The creative economy was the central theme of the second session of the 6th Forum Brazil Africa, held this Thursday, November 22, 2018. With the mediation of TV journalist Camila Marinho, the debate was attended by Paulo Rogério Nunes, CEO of Vale do Dendê; Monica Monteiro, CEO of CINEGROUP; Márcia Ganem, CEO of Ateliê Márcia Ganem; Igor Juaçaba, CEO of Elephant Coworking and; Nina Silva, Founder of the Black Money Movement.

Paulo Rogério Nunes started the conversation speaking about the current situation of the creative economy, with a special focus on the emergence of services from the creativity transformed into a new business. Speaking from an entrepreneurial perspective, in Bahia, there is a huge potential that has not been recognized yet. Our goals are to make to make Salvador a global city, connected with a market that has a deep connection with Africa. As he said, “The Brazil Africa connection will only effectively happen, when Afro-descendants, who have entered universities and want to do trade with Africa, are heard and taken into consideration in debates like this”.

For Monica Monteiro, a Brazilian who has been in Africa for 12 years as a representative of CINEGROUP, there is still a lot to be done and encouraged in Africa.
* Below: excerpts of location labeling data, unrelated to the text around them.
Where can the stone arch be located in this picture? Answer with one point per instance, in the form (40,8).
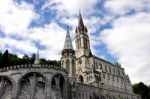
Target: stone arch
(58,87)
(68,66)
(73,67)
(5,88)
(81,79)
(23,95)
(33,84)
(62,63)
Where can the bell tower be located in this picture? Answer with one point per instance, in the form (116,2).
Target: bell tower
(82,46)
(68,56)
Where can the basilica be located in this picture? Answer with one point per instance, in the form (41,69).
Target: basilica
(81,75)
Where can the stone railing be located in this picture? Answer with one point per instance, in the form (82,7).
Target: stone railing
(4,69)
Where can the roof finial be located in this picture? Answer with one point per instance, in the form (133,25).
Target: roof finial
(80,23)
(68,42)
(37,60)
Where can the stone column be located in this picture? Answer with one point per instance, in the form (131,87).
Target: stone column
(16,89)
(71,68)
(48,86)
(33,86)
(2,85)
(65,90)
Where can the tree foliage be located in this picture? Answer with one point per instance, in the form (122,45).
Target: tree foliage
(142,89)
(9,59)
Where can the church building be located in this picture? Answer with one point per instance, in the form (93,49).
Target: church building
(81,75)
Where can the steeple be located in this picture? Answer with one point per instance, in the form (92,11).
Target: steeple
(68,56)
(81,28)
(37,60)
(68,43)
(80,22)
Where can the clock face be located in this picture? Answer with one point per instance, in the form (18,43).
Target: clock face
(80,61)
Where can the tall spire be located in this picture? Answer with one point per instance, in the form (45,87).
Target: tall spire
(80,22)
(68,43)
(37,60)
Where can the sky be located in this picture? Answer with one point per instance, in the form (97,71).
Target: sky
(119,30)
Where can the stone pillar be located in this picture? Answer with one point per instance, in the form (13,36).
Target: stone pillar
(65,90)
(33,86)
(16,89)
(71,68)
(2,85)
(48,86)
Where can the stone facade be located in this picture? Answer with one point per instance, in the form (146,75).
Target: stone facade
(81,75)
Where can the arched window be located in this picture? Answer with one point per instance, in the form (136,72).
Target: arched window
(73,68)
(81,80)
(68,65)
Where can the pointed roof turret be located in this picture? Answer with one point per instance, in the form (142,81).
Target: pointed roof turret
(68,43)
(80,22)
(37,60)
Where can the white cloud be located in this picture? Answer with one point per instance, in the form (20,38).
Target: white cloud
(71,7)
(129,40)
(52,37)
(14,17)
(124,6)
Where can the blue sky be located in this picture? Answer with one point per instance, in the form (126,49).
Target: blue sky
(118,30)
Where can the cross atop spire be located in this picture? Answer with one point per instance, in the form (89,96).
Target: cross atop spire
(68,43)
(37,60)
(80,22)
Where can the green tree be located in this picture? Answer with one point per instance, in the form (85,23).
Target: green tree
(5,59)
(142,89)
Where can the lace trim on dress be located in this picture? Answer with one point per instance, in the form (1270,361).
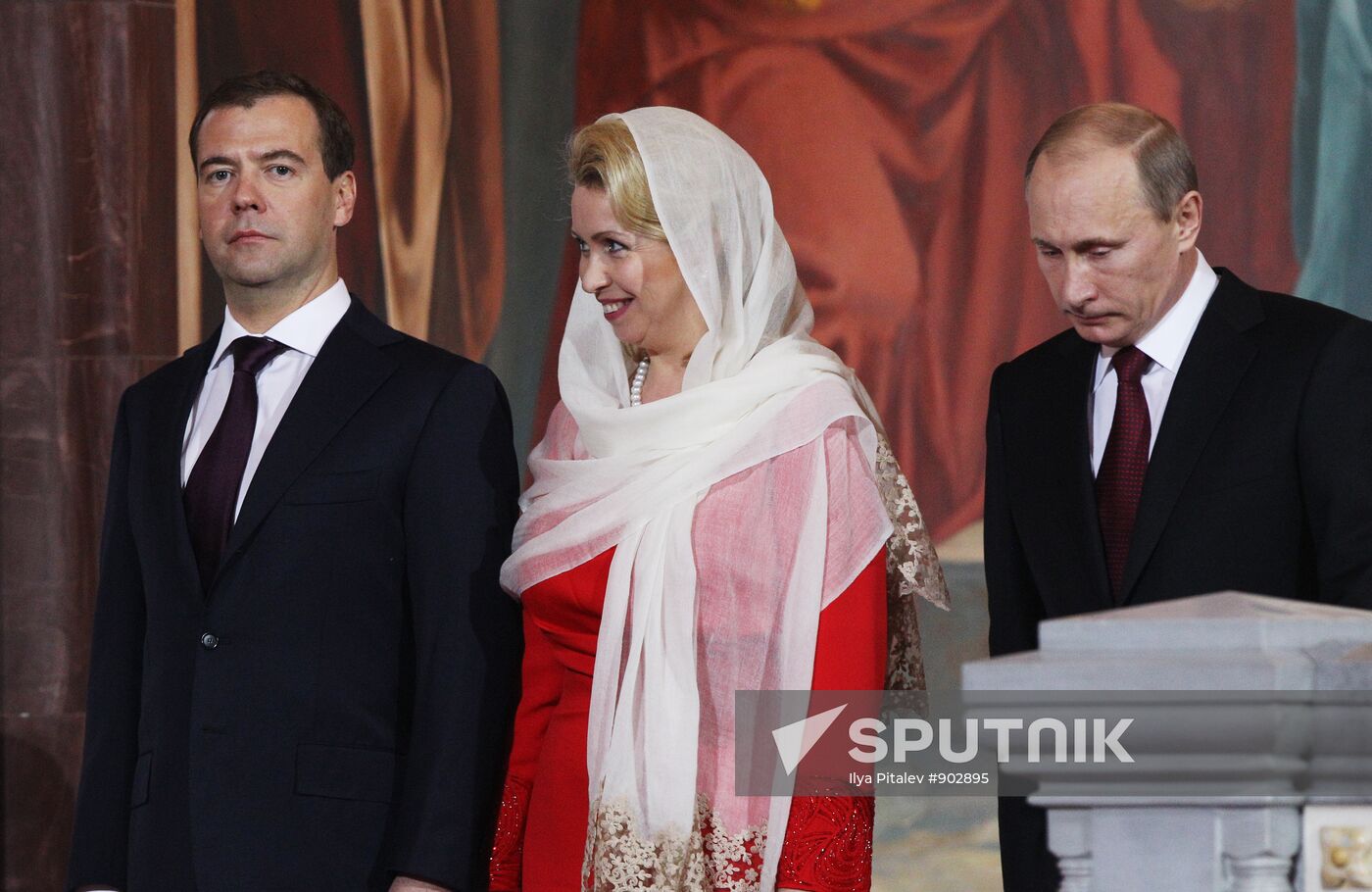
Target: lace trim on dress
(911,571)
(508,848)
(704,860)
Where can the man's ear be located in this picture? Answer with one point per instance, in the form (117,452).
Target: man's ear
(1187,220)
(345,198)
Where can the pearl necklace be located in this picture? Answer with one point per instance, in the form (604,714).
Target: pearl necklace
(635,390)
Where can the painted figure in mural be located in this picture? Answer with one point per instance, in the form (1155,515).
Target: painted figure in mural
(1189,434)
(302,663)
(713,508)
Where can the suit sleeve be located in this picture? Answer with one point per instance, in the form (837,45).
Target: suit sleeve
(100,839)
(1015,608)
(460,505)
(1337,464)
(1011,599)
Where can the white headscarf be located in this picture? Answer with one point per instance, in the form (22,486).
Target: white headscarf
(674,648)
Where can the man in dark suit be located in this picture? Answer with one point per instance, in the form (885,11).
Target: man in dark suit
(302,668)
(1187,435)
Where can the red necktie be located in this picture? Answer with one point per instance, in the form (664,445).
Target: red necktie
(212,491)
(1120,479)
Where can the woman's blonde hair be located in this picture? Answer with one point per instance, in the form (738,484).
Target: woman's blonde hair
(603,155)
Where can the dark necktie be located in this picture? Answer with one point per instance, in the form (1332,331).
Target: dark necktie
(1120,477)
(212,491)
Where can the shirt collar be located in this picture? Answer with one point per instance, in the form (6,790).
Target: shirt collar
(1168,340)
(305,329)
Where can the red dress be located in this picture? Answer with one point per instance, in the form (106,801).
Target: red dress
(541,834)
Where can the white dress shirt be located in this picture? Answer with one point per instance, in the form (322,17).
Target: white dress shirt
(1166,345)
(304,332)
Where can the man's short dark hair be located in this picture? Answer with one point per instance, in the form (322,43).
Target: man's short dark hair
(1163,162)
(243,91)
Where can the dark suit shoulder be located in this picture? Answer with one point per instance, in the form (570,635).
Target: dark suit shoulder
(427,361)
(1065,352)
(1289,322)
(169,380)
(418,360)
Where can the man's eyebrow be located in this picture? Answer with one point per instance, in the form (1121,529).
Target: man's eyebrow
(1086,244)
(281,154)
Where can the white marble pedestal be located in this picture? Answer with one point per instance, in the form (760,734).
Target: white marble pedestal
(1220,809)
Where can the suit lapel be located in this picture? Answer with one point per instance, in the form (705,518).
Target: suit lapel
(169,419)
(1211,368)
(346,372)
(1069,418)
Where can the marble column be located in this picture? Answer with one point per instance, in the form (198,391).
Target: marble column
(86,306)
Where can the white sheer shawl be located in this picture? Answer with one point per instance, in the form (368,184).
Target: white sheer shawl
(674,648)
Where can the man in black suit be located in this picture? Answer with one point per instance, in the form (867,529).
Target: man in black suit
(302,668)
(1187,435)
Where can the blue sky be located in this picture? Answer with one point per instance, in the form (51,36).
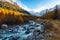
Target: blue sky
(37,5)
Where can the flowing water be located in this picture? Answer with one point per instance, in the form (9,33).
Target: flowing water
(22,32)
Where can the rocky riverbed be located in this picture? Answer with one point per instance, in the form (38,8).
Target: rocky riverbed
(30,31)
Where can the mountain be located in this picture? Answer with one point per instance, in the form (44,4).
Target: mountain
(52,13)
(13,7)
(13,14)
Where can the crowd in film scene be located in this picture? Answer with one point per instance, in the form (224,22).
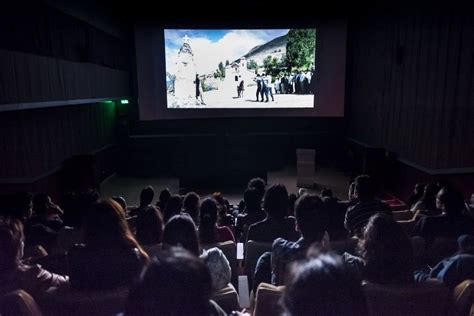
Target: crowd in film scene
(304,254)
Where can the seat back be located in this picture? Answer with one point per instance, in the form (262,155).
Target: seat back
(253,251)
(18,302)
(152,250)
(430,298)
(403,215)
(267,300)
(441,248)
(347,245)
(104,302)
(463,298)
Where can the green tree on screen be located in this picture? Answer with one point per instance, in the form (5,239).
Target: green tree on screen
(300,48)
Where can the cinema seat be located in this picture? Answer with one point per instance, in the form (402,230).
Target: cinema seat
(463,298)
(227,298)
(418,299)
(19,302)
(267,300)
(72,302)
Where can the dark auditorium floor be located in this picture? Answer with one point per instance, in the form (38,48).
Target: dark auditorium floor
(130,187)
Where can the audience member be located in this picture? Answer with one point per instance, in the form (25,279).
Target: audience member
(146,197)
(209,232)
(336,211)
(291,204)
(453,270)
(149,226)
(277,223)
(252,213)
(426,205)
(324,286)
(416,195)
(175,283)
(358,214)
(224,217)
(451,223)
(173,207)
(386,252)
(312,222)
(43,228)
(121,200)
(16,275)
(181,231)
(111,257)
(46,212)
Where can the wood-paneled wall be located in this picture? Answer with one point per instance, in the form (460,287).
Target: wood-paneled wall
(34,142)
(411,87)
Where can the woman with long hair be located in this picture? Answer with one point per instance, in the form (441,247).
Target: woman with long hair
(110,257)
(180,231)
(386,252)
(14,274)
(209,232)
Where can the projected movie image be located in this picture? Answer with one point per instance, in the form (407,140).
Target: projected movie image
(231,69)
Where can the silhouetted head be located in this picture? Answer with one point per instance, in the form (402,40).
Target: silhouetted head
(121,200)
(429,196)
(252,200)
(11,244)
(291,203)
(175,283)
(386,250)
(105,226)
(191,205)
(326,193)
(324,286)
(146,196)
(276,201)
(351,193)
(173,207)
(208,220)
(311,217)
(181,231)
(149,226)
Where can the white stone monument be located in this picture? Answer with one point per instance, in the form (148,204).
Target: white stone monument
(184,87)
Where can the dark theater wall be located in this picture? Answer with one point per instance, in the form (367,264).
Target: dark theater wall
(411,85)
(56,68)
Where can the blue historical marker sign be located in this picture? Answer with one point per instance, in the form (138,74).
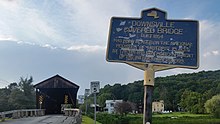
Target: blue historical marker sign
(152,39)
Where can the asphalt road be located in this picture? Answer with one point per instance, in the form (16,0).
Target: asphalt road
(48,119)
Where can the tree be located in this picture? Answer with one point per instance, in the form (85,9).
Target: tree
(213,105)
(103,97)
(192,102)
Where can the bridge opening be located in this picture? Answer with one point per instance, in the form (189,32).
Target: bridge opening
(55,94)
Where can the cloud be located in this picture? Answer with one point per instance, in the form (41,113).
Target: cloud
(91,18)
(87,48)
(7,38)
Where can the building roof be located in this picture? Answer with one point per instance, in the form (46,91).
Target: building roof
(56,82)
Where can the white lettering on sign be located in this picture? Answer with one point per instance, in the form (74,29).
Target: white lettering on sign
(95,86)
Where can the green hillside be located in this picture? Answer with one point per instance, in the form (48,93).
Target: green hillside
(187,92)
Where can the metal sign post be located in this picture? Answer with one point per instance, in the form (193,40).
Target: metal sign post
(87,92)
(153,43)
(148,93)
(94,87)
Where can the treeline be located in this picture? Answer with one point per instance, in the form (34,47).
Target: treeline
(19,95)
(182,92)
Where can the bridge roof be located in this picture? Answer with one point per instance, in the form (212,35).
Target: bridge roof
(56,82)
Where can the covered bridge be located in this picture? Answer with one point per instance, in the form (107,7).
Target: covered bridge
(55,93)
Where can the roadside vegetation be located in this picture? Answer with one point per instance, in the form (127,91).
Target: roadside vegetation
(168,118)
(19,95)
(88,120)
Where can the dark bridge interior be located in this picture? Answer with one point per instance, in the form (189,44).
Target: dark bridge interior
(54,93)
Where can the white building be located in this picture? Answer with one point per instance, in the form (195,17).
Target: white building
(110,104)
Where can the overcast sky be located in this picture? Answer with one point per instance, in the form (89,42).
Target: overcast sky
(42,38)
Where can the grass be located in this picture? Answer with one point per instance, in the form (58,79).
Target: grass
(180,118)
(87,120)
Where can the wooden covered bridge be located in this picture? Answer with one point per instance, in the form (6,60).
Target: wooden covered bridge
(56,93)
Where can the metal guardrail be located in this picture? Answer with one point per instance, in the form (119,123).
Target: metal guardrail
(22,113)
(76,113)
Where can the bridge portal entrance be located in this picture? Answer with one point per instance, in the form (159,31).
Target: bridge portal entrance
(55,94)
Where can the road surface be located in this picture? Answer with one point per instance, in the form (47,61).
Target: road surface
(48,119)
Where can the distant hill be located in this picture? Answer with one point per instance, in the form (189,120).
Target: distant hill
(170,88)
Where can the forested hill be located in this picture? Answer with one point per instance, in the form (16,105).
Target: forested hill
(194,87)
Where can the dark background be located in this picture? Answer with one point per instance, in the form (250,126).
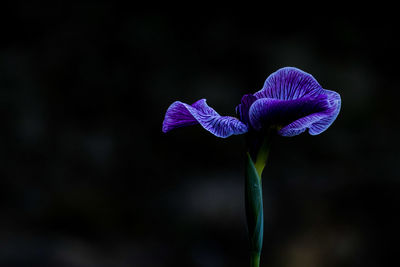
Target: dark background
(88,178)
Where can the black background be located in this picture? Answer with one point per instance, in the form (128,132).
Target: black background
(89,179)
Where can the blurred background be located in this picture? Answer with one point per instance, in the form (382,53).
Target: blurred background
(88,178)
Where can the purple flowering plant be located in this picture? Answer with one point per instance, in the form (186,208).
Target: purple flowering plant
(290,103)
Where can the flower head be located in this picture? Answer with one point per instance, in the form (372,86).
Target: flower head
(291,101)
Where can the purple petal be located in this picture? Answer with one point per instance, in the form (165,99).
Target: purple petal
(317,122)
(289,83)
(242,110)
(294,116)
(180,114)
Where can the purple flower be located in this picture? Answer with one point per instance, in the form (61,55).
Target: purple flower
(291,101)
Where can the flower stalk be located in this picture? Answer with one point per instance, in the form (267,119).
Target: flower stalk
(254,201)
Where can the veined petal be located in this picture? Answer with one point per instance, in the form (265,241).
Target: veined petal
(293,117)
(180,114)
(242,110)
(289,83)
(317,122)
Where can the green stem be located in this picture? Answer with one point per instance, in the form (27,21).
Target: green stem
(254,202)
(254,259)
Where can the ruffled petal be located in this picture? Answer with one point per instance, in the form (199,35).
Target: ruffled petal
(317,122)
(289,83)
(242,110)
(180,114)
(293,117)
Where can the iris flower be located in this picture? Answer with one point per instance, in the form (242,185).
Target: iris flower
(290,103)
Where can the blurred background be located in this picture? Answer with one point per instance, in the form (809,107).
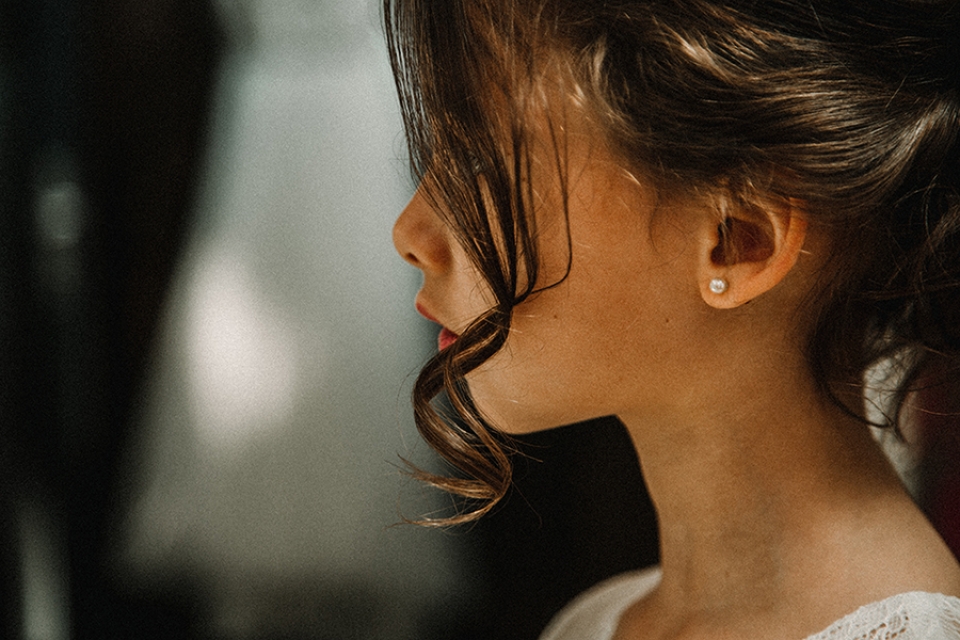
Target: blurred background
(208,346)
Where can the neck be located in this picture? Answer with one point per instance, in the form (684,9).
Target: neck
(745,491)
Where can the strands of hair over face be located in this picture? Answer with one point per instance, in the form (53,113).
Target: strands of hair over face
(852,108)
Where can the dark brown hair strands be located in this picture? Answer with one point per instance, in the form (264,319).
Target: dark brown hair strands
(851,107)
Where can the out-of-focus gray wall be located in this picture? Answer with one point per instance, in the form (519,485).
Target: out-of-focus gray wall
(277,404)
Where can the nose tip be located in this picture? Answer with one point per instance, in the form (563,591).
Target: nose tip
(420,237)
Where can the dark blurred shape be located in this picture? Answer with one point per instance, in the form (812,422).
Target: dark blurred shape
(103,107)
(579,513)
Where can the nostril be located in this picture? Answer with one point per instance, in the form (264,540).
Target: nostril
(420,237)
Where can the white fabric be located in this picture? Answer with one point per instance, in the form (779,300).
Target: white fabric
(594,615)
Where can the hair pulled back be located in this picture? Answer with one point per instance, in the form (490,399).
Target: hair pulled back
(852,107)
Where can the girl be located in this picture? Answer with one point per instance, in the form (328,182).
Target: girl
(715,220)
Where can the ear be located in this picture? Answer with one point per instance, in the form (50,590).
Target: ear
(751,249)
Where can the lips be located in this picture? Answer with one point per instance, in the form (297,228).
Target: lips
(446,337)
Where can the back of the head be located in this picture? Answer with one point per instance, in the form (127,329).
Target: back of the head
(850,107)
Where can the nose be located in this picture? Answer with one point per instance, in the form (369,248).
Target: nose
(421,237)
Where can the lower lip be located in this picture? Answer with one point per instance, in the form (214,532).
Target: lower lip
(446,338)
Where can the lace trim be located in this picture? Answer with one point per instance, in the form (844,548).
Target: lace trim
(908,616)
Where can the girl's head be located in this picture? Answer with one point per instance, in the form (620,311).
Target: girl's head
(587,168)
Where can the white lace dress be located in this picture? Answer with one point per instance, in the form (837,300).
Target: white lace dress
(594,615)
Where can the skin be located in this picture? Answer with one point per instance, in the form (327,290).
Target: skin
(778,513)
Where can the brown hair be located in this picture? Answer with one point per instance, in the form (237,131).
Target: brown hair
(852,107)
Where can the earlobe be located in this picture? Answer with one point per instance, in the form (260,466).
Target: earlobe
(751,252)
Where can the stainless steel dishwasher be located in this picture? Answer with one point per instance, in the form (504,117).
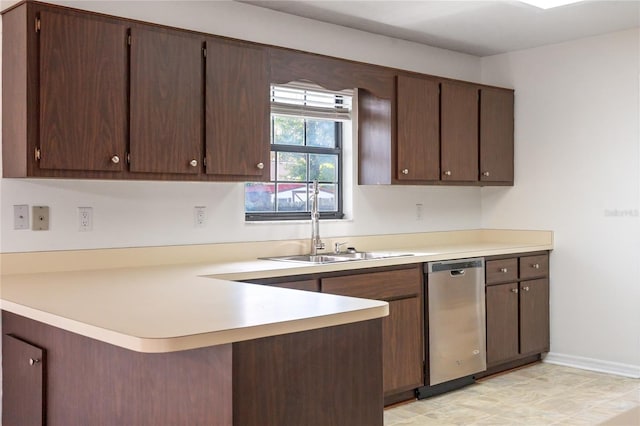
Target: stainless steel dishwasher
(455,324)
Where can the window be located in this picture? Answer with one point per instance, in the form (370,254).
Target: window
(306,145)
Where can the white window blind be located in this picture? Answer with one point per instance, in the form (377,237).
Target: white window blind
(300,100)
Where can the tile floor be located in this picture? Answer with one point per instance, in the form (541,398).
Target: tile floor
(541,394)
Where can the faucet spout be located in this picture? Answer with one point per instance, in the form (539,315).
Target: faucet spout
(316,242)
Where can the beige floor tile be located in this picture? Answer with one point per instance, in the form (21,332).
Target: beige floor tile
(542,394)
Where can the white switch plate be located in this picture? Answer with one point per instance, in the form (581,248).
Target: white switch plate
(21,216)
(200,216)
(85,219)
(40,218)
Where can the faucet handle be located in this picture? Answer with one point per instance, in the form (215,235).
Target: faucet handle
(336,246)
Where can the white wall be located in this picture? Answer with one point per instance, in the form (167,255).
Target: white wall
(161,213)
(577,164)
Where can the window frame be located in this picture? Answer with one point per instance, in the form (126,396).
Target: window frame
(306,215)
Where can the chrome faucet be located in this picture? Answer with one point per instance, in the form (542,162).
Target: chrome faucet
(316,242)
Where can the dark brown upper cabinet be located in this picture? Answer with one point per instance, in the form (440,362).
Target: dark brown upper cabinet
(418,140)
(166,101)
(459,132)
(237,111)
(496,135)
(65,84)
(442,132)
(87,95)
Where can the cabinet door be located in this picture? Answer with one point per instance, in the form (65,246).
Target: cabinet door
(83,93)
(237,110)
(418,129)
(402,338)
(23,383)
(502,322)
(496,135)
(402,351)
(166,101)
(459,132)
(534,316)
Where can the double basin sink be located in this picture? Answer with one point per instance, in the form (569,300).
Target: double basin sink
(337,257)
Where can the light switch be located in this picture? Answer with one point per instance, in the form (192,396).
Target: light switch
(40,216)
(21,216)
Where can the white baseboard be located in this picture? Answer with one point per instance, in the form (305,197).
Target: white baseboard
(619,369)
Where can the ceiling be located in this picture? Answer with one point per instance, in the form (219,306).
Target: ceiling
(479,28)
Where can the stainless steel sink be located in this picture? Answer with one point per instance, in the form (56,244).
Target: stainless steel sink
(310,258)
(337,257)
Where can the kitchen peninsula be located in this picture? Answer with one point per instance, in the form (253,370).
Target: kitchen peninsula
(110,342)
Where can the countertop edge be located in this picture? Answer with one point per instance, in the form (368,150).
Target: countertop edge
(181,343)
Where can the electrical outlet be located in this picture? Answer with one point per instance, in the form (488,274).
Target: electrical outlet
(21,216)
(200,216)
(40,216)
(85,219)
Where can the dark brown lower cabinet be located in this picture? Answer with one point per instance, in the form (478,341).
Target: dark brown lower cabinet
(517,320)
(402,330)
(328,376)
(534,316)
(23,367)
(502,323)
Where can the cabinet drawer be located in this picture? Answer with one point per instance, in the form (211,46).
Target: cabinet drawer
(376,285)
(534,266)
(501,271)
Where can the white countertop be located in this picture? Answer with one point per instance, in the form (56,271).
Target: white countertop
(186,306)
According to the businesswoman, there is no better way of doing business than knowing the country where it is inserted.

On the other hand, Márcia Ganem suggested investing in an economy that embraces people and culture in general. The stylist stressed that we need a logic that is not only capital but one that prioritizes human development.

“Certain traditional communities live under poverty. What’s new in the creative economy is imagining a design that will dialogue with our traditional roots”. According to her, in Bahia, culture has divided the state into identity territories that, beyond fashion, offer experiences of implementation of spaces of memory, contemplating all the aspects of different communities. This creates a range of alternatives and opportunities for cultural endeavors.

Igor Juaçaba, CEO of Elephant Coworking, explained about the way companies work today. They target countries that are up and trying to copy what they are doing. For the entrepreneur, the emerging countries, especially Brazil and the countries of Africa, have a great opportunity to make different from the existing models. According to him, there are resources, self-sufficiency and few countries that have the same conditions. The ideal, he said, would be not to copy, but to do what has not yet been done. “One of the foundations for this comes from education. Brazil and Africa are big territories that end up looking deep inside, which means that we have a limitation of market coverage and connections.”

Completing the team from the last session of the morning, Nina Silva talked about the importance of working with real opportunities to support inequality, which generates exorbitant numbers.

“When we think of technological poles, we think of Eastern countries and forget that all technology must be a real impact on a group’s life. And these technologies are created in spaces that are not inclusive, do not think with diverse heads. The more inclusive enterprises in relation to gender profit 21% more, globally speaking, “he said. According to Nina, founder of the Black Money Movement, which encourages the consumption of the Brazilian black population, according to the global data, companies with greater ethnic-racial diversity profit 33% more.